Cowan’s English-born mother lived in "blind idolatry of wealth and status" and claimed to be descended from a line of Welsh nobles. But behind the facade and her hypercritical ways lurked a secret that the author began to uncover only after her mother's death from Alzheimer's. Haunted by their unrelentingly difficult relationship, Cowan began piecing together her story by investigating a carefully prepared memoir her mother had sent to "acknowledge her role" in their painfully adversarial relationship. The manuscript offered details of the years she had spent growing up at the Foundling Hospital, later renamed Coram after its 18th-century founder, Thomas Coram. The author’s mother—renamed Dorothy Soames—had suffered multiple traumas in her life as a foundling. From the foster mother who instilled a fear of Coram from an early age to the cruel nurses who routinely humiliated her and thought nothing of using physical violence as a disciplinary tool, Dorothy's caretakers showed her little love.

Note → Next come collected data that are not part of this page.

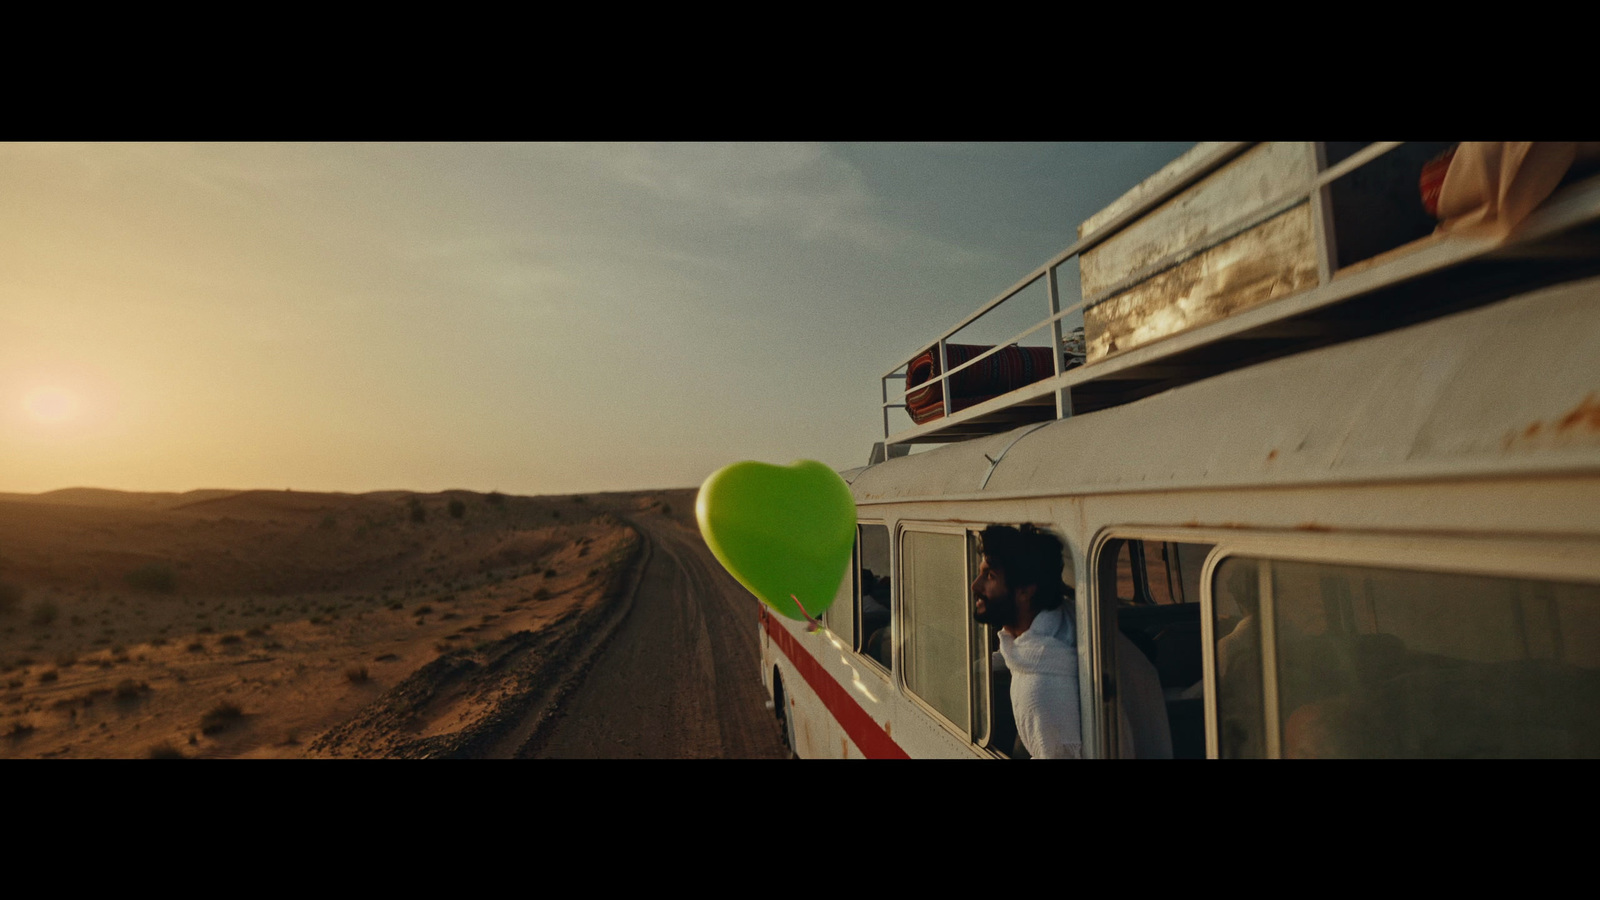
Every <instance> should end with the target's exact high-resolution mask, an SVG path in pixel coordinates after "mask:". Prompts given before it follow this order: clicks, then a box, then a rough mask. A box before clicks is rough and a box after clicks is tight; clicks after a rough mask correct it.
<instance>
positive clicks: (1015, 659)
mask: <svg viewBox="0 0 1600 900" xmlns="http://www.w3.org/2000/svg"><path fill="white" fill-rule="evenodd" d="M1000 655H1002V657H1003V658H1005V665H1006V668H1008V669H1011V714H1013V716H1016V733H1018V737H1019V738H1022V746H1026V748H1027V753H1029V754H1030V756H1032V757H1034V759H1078V757H1082V756H1083V732H1082V725H1080V722H1078V637H1077V628H1074V623H1072V620H1070V618H1067V617H1066V615H1062V612H1061V610H1059V609H1054V610H1045V612H1042V613H1038V615H1035V617H1034V625H1030V626H1029V629H1027V631H1024V633H1022V634H1019V636H1016V637H1011V636H1010V634H1008V633H1006V631H1003V629H1002V631H1000Z"/></svg>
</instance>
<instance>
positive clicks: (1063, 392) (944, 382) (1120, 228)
mask: <svg viewBox="0 0 1600 900" xmlns="http://www.w3.org/2000/svg"><path fill="white" fill-rule="evenodd" d="M1403 144H1405V141H1389V143H1373V144H1368V146H1366V147H1363V149H1360V151H1357V152H1354V154H1350V155H1349V157H1347V159H1344V160H1341V162H1339V163H1336V165H1331V167H1326V168H1322V167H1320V165H1318V168H1320V171H1317V173H1315V175H1314V176H1312V178H1309V179H1304V181H1301V183H1299V184H1294V186H1291V187H1290V189H1286V191H1283V192H1280V194H1277V195H1275V197H1272V199H1269V200H1267V202H1266V203H1261V205H1259V207H1256V208H1253V210H1250V211H1248V213H1245V215H1242V216H1237V218H1235V219H1232V221H1229V223H1227V224H1226V226H1222V227H1218V229H1213V231H1211V232H1210V235H1208V239H1206V240H1205V242H1203V243H1200V245H1192V247H1181V248H1178V250H1174V251H1171V253H1168V255H1165V256H1162V258H1158V259H1155V261H1152V263H1149V264H1146V266H1142V267H1139V269H1138V271H1134V272H1130V274H1128V275H1125V277H1122V279H1118V280H1117V282H1115V283H1112V285H1109V287H1106V288H1102V290H1099V291H1096V295H1094V296H1088V298H1080V299H1078V301H1077V303H1072V304H1069V306H1066V307H1064V306H1061V291H1059V279H1058V275H1056V271H1058V269H1059V267H1061V266H1062V264H1064V263H1067V261H1069V259H1075V258H1078V256H1082V255H1083V253H1085V251H1088V250H1093V248H1094V247H1096V245H1099V243H1102V242H1106V240H1109V239H1110V237H1114V235H1117V234H1118V232H1122V231H1123V229H1126V227H1128V226H1131V224H1133V223H1136V221H1138V219H1139V218H1142V216H1144V215H1146V213H1149V211H1152V210H1155V208H1157V207H1160V205H1162V203H1165V202H1166V200H1170V199H1173V197H1174V195H1178V194H1181V192H1182V191H1186V189H1187V187H1189V186H1192V184H1194V183H1197V181H1200V179H1202V178H1205V176H1206V175H1211V173H1213V171H1216V170H1218V168H1221V167H1222V165H1224V163H1227V162H1229V160H1232V159H1234V157H1237V155H1240V154H1242V152H1245V151H1248V149H1250V147H1253V146H1254V143H1226V144H1219V146H1216V147H1214V149H1211V151H1210V152H1206V154H1205V155H1203V157H1200V159H1197V160H1195V163H1194V165H1192V167H1190V168H1189V170H1186V171H1184V173H1182V175H1181V176H1178V178H1174V179H1173V181H1171V183H1170V184H1165V186H1160V187H1158V189H1155V191H1152V192H1150V194H1149V195H1147V197H1144V199H1141V200H1139V202H1136V203H1133V205H1130V207H1128V208H1126V210H1123V211H1122V213H1118V215H1117V216H1114V218H1112V219H1110V221H1109V223H1106V224H1104V226H1101V227H1098V229H1094V231H1093V232H1090V234H1088V235H1083V237H1080V239H1078V240H1077V242H1075V243H1072V245H1070V247H1067V248H1066V250H1062V251H1061V253H1058V255H1054V256H1053V258H1051V259H1048V261H1046V263H1045V264H1042V266H1040V267H1037V269H1034V271H1032V272H1029V274H1027V275H1024V277H1022V279H1021V280H1019V282H1016V283H1014V285H1011V287H1010V288H1006V290H1003V291H1000V293H998V295H997V296H995V298H994V299H990V301H989V303H984V304H982V306H979V307H978V309H976V311H974V312H973V314H970V315H966V317H965V319H962V320H960V322H957V323H955V325H954V327H950V328H947V330H946V331H944V333H941V335H939V338H938V340H934V341H933V343H930V344H925V346H923V348H922V349H920V351H917V352H915V354H912V356H910V359H907V360H906V362H902V364H899V365H896V367H894V368H891V370H890V372H886V373H885V375H883V376H882V380H880V384H882V399H883V405H882V410H883V439H885V442H886V440H888V439H890V410H894V408H907V410H909V397H910V394H914V392H920V391H926V389H930V388H933V386H934V384H938V391H939V396H941V397H942V399H944V413H942V415H941V416H939V418H938V420H933V421H930V423H925V424H923V426H922V429H928V431H938V428H939V423H941V421H942V420H947V418H949V416H950V415H952V413H955V412H957V410H955V397H954V394H952V391H950V376H954V375H957V373H958V372H962V370H965V368H968V367H973V365H978V364H979V362H982V360H986V359H989V357H992V356H994V354H997V352H1000V351H1003V349H1005V348H1011V346H1018V343H1019V341H1022V340H1026V338H1027V336H1029V335H1034V333H1035V331H1038V330H1042V328H1045V327H1050V330H1051V348H1053V354H1051V357H1053V359H1054V376H1058V380H1059V376H1061V375H1062V373H1064V372H1066V354H1064V348H1062V335H1061V320H1062V319H1064V317H1067V315H1070V314H1074V312H1078V311H1083V309H1086V307H1090V306H1094V304H1096V303H1099V301H1102V299H1106V298H1110V296H1114V295H1117V293H1120V291H1123V290H1126V288H1128V287H1133V285H1136V283H1139V282H1144V280H1146V279H1150V277H1152V275H1158V274H1160V272H1163V271H1166V269H1171V267H1173V266H1178V264H1179V263H1182V261H1186V259H1190V258H1194V256H1197V255H1200V253H1205V251H1206V250H1211V248H1213V247H1216V245H1219V243H1222V242H1226V240H1229V239H1234V237H1237V235H1240V234H1242V232H1245V231H1248V229H1251V227H1254V226H1258V224H1261V223H1262V221H1266V219H1270V218H1272V216H1277V215H1278V213H1283V211H1285V210H1288V208H1293V207H1298V205H1299V203H1306V202H1310V200H1314V199H1315V197H1317V195H1318V194H1320V192H1322V191H1323V189H1326V187H1328V186H1330V184H1331V183H1333V181H1336V179H1339V178H1344V176H1346V175H1349V173H1352V171H1355V170H1357V168H1360V167H1363V165H1368V163H1371V162H1373V160H1376V159H1379V157H1382V155H1384V154H1387V152H1390V151H1394V149H1397V147H1400V146H1403ZM1330 277H1331V266H1330V263H1328V259H1326V245H1325V243H1323V245H1322V247H1318V282H1320V283H1325V282H1326V280H1328V279H1330ZM1040 279H1045V280H1046V298H1048V304H1050V309H1048V314H1046V315H1045V319H1042V320H1040V322H1038V323H1035V325H1032V327H1030V328H1027V330H1024V331H1021V333H1018V335H1014V336H1013V338H1010V340H1006V341H1003V343H997V344H995V346H992V348H989V349H987V351H984V352H981V354H979V356H976V357H973V359H968V360H966V362H963V364H960V365H957V367H955V368H954V370H952V368H950V367H949V352H947V344H949V338H950V336H954V335H955V333H957V331H960V330H962V328H966V327H968V325H971V323H973V322H976V320H978V319H981V317H982V315H986V314H987V312H990V311H994V309H995V307H998V306H1000V304H1003V303H1006V301H1008V299H1011V298H1014V296H1016V295H1019V293H1022V291H1024V290H1027V288H1029V287H1032V285H1035V283H1038V280H1040ZM1080 293H1082V291H1080ZM930 349H931V351H934V354H936V362H938V378H931V380H928V381H923V383H918V384H904V386H902V389H901V391H898V392H896V399H898V400H899V402H890V388H888V384H890V380H894V378H901V380H909V376H910V365H912V364H914V362H915V360H917V359H918V357H920V356H922V354H925V352H928V351H930ZM1088 365H1093V364H1088ZM1013 392H1014V391H1013ZM1054 402H1056V418H1067V416H1070V415H1072V399H1070V394H1069V392H1067V391H1066V389H1059V391H1056V397H1054Z"/></svg>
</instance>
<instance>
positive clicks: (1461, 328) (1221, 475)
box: [843, 279, 1600, 503]
mask: <svg viewBox="0 0 1600 900" xmlns="http://www.w3.org/2000/svg"><path fill="white" fill-rule="evenodd" d="M1597 303H1600V279H1587V280H1578V282H1570V283H1563V285H1558V287H1552V288H1544V290H1539V291H1533V293H1528V295H1522V296H1515V298H1510V299H1506V301H1501V303H1496V304H1493V306H1485V307H1478V309H1472V311H1467V312H1458V314H1454V315H1448V317H1443V319H1435V320H1430V322H1424V323H1419V325H1411V327H1408V328H1402V330H1397V331H1389V333H1382V335H1374V336H1370V338H1363V340H1357V341H1350V343H1344V344H1334V346H1328V348H1322V349H1317V351H1309V352H1304V354H1299V356H1291V357H1283V359H1277V360H1272V362H1266V364H1261V365H1256V367H1250V368H1242V370H1235V372H1229V373H1226V375H1219V376H1214V378H1210V380H1205V381H1198V383H1192V384H1186V386H1181V388H1174V389H1170V391H1166V392H1162V394H1157V396H1152V397H1146V399H1142V400H1136V402H1133V404H1128V405H1122V407H1114V408H1106V410H1101V412H1096V413H1093V415H1085V416H1075V418H1067V420H1054V421H1048V423H1038V424H1030V426H1024V428H1019V429H1013V431H1008V432H1003V434H994V436H986V437H974V439H970V440H965V442H960V444H952V445H946V447H941V448H936V450H930V452H925V453H915V455H909V456H901V458H894V460H888V461H885V463H878V464H875V466H869V468H864V469H853V471H846V472H843V474H845V479H846V480H850V482H851V490H853V493H854V496H856V500H858V503H874V501H886V500H912V498H955V496H973V498H986V496H1051V495H1072V493H1094V492H1123V490H1173V488H1216V487H1229V485H1272V484H1304V482H1330V480H1392V479H1402V480H1403V479H1429V477H1450V476H1458V474H1474V472H1506V474H1514V472H1546V471H1574V469H1579V471H1600V354H1595V352H1594V348H1597V346H1600V314H1597ZM995 461H998V463H995Z"/></svg>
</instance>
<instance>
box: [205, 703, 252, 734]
mask: <svg viewBox="0 0 1600 900" xmlns="http://www.w3.org/2000/svg"><path fill="white" fill-rule="evenodd" d="M243 714H245V711H243V709H240V708H238V706H235V705H234V703H229V701H226V700H224V701H222V703H218V705H216V706H213V708H211V709H210V711H208V713H206V714H205V716H200V733H203V735H214V733H218V732H221V730H224V729H227V727H229V725H232V724H234V722H237V721H238V719H240V717H242V716H243Z"/></svg>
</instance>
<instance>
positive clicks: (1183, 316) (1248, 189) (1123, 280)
mask: <svg viewBox="0 0 1600 900" xmlns="http://www.w3.org/2000/svg"><path fill="white" fill-rule="evenodd" d="M1206 151H1208V147H1206V146H1205V144H1202V146H1197V147H1195V149H1194V151H1190V152H1189V154H1184V155H1182V157H1179V159H1178V160H1174V162H1173V163H1171V165H1168V167H1165V168H1163V170H1162V171H1158V173H1155V175H1154V176H1150V178H1149V179H1146V183H1144V184H1141V186H1139V187H1134V189H1133V191H1130V192H1128V194H1126V195H1125V197H1122V199H1120V200H1118V202H1115V203H1112V205H1110V207H1107V208H1106V210H1102V211H1101V213H1098V215H1094V216H1093V218H1090V219H1088V221H1085V223H1083V226H1080V227H1078V235H1080V237H1083V235H1086V234H1091V232H1093V231H1094V229H1096V227H1099V226H1101V224H1104V223H1107V221H1110V219H1112V218H1115V216H1118V215H1122V213H1123V211H1125V210H1126V208H1130V207H1131V205H1134V203H1138V202H1139V199H1141V197H1144V195H1147V194H1149V192H1150V189H1152V186H1155V187H1158V186H1160V184H1162V183H1170V181H1171V179H1174V178H1179V176H1182V173H1184V170H1186V168H1192V165H1194V162H1195V159H1198V157H1202V155H1203V154H1205V152H1206ZM1315 171H1317V165H1315V155H1314V146H1312V144H1309V143H1264V144H1256V146H1254V147H1251V149H1250V151H1246V152H1243V154H1240V155H1238V157H1235V159H1234V160H1230V162H1229V163H1226V165H1222V167H1221V168H1218V170H1216V171H1213V173H1210V175H1208V176H1205V178H1202V179H1200V181H1197V183H1195V184H1192V186H1189V187H1187V189H1184V191H1182V192H1179V194H1178V195H1174V197H1171V199H1170V200H1166V202H1165V203H1162V205H1160V207H1157V208H1155V210H1152V211H1149V213H1146V215H1144V216H1141V218H1139V219H1138V221H1134V223H1133V224H1130V226H1128V227H1125V229H1123V231H1120V232H1118V234H1115V235H1114V237H1110V239H1107V240H1106V242H1102V243H1099V245H1096V247H1093V248H1091V250H1088V251H1085V253H1083V255H1082V258H1080V272H1082V283H1083V298H1085V299H1086V301H1088V307H1086V309H1085V312H1083V327H1085V340H1086V344H1088V348H1086V349H1088V362H1090V364H1093V362H1096V360H1099V359H1106V357H1107V356H1112V354H1117V352H1122V351H1128V349H1133V348H1139V346H1144V344H1149V343H1152V341H1158V340H1162V338H1166V336H1171V335H1176V333H1179V331H1186V330H1189V328H1195V327H1198V325H1205V323H1208V322H1214V320H1218V319H1224V317H1227V315H1232V314H1235V312H1240V311H1243V309H1250V307H1254V306H1259V304H1262V303H1269V301H1274V299H1278V298H1283V296H1290V295H1293V293H1299V291H1302V290H1306V288H1310V287H1315V285H1317V283H1318V247H1317V240H1318V229H1317V227H1315V223H1314V219H1312V208H1310V203H1309V202H1306V200H1302V202H1299V203H1294V205H1290V207H1286V208H1278V207H1283V200H1285V199H1286V197H1290V195H1291V194H1293V192H1296V191H1298V189H1302V187H1304V186H1306V184H1307V183H1309V181H1310V179H1312V178H1314V176H1315ZM1256 216H1264V218H1259V219H1258V218H1256Z"/></svg>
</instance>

Her later education prepared her only for "a life of service" and offered no latitude for "independent thought.” The only refuge in her otherwise dreary and isolated existence was friendship with a fellow foundling. After reading the memoir and visiting the hospital, Cowan realized the terrible impact of her mother's past, partially to blame for her raising her daughter according to a "warped, dystopian version of what she imagined a proper British upbringing to be.” The author’s historical analysis of the misogyny and classism that underlay the institution’s outwardly humanitarian mission makes this memoir especially compelling. Well-researched and highly personal, the book presents a fascinating narrative tapestry that both informs and moves.
A candidly illuminating debut memoir.